One interviewee described how, as a boy in the '70s, he had been violently abused by his father, but he channeled his rage into a gig guarding a local DJ’s equipment. That boy became DJ Disco Wiz, a pioneering Latino DJ.

While the Fordham faculty and students conducted interviews with community partners, Derrick collected archival material for the Historical Society.

He eventually obtained the papers of The Bronx’s first black city councilman, copies of one of the borough’s earliest black newspapers and hundreds of boxes of records from two influential civic groups that helped rebuild a burned-out Bronx.

Derrick, a white north Bronx native, said those documents and the oral histories helped him understand that most South Bronx residents felt the same way as he and his neighbors during the dark days of drugs and decay.

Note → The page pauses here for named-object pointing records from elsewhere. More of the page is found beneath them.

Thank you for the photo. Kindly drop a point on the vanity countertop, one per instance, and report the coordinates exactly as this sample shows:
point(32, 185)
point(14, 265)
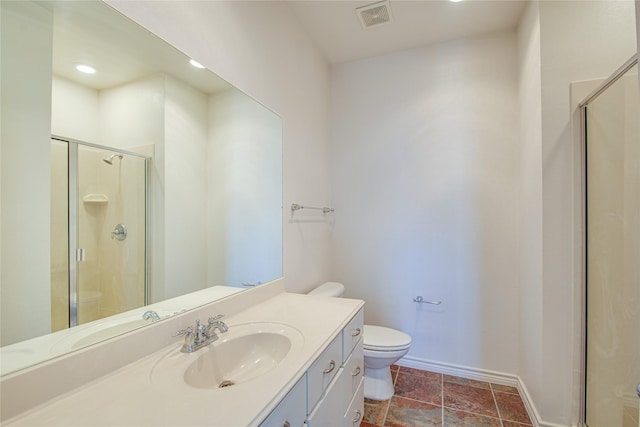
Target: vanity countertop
point(129, 397)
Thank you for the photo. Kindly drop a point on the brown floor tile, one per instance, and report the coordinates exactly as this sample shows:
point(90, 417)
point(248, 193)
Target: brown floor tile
point(420, 372)
point(453, 418)
point(465, 381)
point(375, 411)
point(469, 399)
point(511, 407)
point(425, 388)
point(504, 388)
point(411, 413)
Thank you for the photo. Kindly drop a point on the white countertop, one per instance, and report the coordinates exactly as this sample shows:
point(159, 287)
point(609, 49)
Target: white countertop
point(129, 397)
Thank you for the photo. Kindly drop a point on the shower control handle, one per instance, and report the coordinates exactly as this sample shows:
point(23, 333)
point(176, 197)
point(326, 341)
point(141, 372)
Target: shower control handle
point(120, 232)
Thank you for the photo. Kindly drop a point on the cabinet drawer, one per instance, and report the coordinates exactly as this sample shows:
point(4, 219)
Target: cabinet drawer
point(355, 412)
point(292, 409)
point(322, 371)
point(354, 369)
point(352, 333)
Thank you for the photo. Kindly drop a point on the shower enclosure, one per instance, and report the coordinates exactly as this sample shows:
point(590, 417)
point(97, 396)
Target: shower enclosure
point(99, 232)
point(611, 125)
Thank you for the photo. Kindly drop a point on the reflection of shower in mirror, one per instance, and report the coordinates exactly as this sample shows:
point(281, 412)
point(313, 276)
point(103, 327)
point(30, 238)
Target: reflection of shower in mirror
point(109, 160)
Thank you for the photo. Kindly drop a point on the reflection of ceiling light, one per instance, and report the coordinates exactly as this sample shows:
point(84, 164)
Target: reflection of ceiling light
point(85, 69)
point(196, 64)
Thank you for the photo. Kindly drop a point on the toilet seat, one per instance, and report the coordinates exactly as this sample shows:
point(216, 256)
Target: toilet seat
point(379, 338)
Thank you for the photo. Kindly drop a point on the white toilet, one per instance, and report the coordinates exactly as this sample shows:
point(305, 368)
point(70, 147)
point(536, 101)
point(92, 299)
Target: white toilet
point(382, 348)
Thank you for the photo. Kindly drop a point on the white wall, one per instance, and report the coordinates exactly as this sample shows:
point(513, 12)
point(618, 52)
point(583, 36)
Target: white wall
point(74, 111)
point(185, 188)
point(244, 225)
point(424, 151)
point(530, 361)
point(25, 170)
point(283, 70)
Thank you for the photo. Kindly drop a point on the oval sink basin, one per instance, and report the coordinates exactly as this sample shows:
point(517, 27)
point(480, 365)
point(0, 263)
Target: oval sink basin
point(237, 360)
point(244, 353)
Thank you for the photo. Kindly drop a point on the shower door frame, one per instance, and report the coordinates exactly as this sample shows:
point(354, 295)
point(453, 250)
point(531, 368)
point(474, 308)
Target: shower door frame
point(628, 65)
point(75, 253)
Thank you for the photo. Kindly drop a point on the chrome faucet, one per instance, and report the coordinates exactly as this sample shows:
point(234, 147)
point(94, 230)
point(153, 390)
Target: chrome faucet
point(150, 315)
point(202, 335)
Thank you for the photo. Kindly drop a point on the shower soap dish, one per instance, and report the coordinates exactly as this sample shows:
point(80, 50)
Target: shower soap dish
point(97, 199)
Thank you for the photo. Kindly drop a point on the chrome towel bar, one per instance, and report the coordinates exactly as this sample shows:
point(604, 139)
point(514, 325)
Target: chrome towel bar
point(297, 207)
point(422, 301)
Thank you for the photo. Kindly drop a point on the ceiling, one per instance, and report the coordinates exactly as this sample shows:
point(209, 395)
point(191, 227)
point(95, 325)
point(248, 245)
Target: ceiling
point(336, 28)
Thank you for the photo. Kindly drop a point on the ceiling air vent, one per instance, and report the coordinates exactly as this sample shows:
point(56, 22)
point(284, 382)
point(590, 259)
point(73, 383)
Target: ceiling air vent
point(374, 14)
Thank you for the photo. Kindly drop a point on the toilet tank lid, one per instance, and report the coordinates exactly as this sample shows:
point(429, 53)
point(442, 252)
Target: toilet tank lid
point(328, 289)
point(384, 338)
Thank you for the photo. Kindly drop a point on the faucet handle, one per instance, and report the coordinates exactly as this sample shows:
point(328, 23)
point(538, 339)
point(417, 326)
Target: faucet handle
point(187, 331)
point(216, 317)
point(189, 339)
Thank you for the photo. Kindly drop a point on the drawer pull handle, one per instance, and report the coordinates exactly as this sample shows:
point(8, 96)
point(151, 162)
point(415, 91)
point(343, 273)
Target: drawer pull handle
point(332, 366)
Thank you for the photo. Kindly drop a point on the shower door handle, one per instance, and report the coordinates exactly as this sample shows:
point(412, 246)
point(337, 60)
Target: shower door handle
point(120, 232)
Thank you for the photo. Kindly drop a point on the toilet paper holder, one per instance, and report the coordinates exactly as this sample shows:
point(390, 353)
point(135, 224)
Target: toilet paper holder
point(423, 301)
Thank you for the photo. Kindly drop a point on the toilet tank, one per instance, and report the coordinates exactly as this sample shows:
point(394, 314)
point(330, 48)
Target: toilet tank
point(328, 289)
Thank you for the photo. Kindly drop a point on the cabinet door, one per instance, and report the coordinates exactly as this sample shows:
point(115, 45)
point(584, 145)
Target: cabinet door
point(355, 412)
point(323, 370)
point(292, 411)
point(353, 333)
point(329, 412)
point(354, 369)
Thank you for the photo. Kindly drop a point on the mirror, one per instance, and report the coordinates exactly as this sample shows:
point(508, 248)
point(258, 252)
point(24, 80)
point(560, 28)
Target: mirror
point(209, 160)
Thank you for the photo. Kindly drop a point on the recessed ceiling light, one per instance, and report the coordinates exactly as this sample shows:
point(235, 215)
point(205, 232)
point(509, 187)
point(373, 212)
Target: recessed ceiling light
point(196, 64)
point(85, 69)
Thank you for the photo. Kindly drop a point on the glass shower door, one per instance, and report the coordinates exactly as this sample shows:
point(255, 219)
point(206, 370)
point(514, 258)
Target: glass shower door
point(613, 255)
point(111, 227)
point(99, 237)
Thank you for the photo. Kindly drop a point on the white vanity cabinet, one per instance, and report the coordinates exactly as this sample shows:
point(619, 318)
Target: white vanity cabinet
point(292, 410)
point(334, 392)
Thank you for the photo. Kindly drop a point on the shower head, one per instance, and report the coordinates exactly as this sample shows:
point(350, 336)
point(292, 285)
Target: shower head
point(109, 160)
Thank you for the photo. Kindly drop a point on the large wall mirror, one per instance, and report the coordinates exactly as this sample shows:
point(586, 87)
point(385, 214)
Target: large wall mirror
point(141, 189)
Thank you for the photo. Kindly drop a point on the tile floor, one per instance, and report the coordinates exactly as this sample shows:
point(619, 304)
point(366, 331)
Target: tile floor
point(428, 399)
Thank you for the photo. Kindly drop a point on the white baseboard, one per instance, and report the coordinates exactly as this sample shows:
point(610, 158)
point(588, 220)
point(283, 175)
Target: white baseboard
point(480, 375)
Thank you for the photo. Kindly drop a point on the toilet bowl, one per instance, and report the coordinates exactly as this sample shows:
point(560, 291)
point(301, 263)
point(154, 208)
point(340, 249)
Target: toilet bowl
point(382, 348)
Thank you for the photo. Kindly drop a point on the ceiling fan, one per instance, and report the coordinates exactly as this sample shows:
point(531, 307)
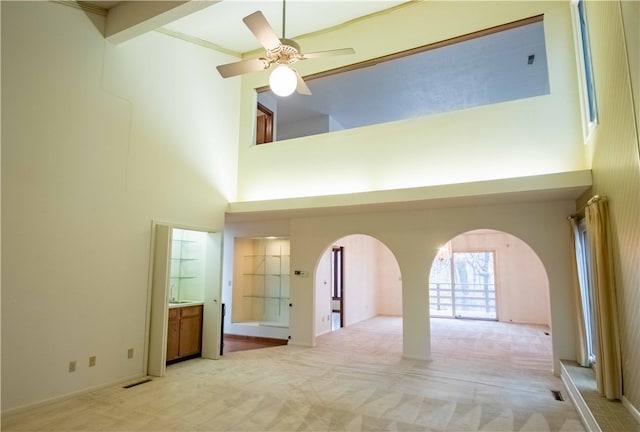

“They were middle-class people who were wondering what the hell was going on and what they could do about it,” he said.

The project now includes more than 300 oral histories, in addition to the reams of historical documents. Researchers from across the region and as far away as California have visited the Historical Society to access them, said Derrick, who is now retired from his post.

Naison, who praised the support of Fordham alumni and administrators for the project, is planning a book based on the 1930s through '60s oral histories. He has also trained Bronx schoolteachers on how to craft their own community history projects.

Recently, the project researchers have homed in on the West African immigrants who began settling in the borough in large numbers about 15 years ago and now constitute the largest African population in the Americas, Naison said.

But whether the tales are told by recent Ghanaian immigrants, jazz-loving old-timers, or even Chris Hayes, the cable news host and Bronx native whose oral history was recently recorded, all shed light on the variety and vivacity of life in The Bronx, said the project’s research director, Oneka LaBennett, a Fordham professor of African and African-American Studies.

“I’ve heard stories that were tragic, triumphant and inspirational,” LaBennett said, “but not a single one that was dull.”

The project’s anniversary conference begins April 6 at 8:30 a.m. at the Keating 1 Lecture Hall at Fordham University. The concert, film screening and dance party begin at 5:30 p.m. at the McGinley Student Center.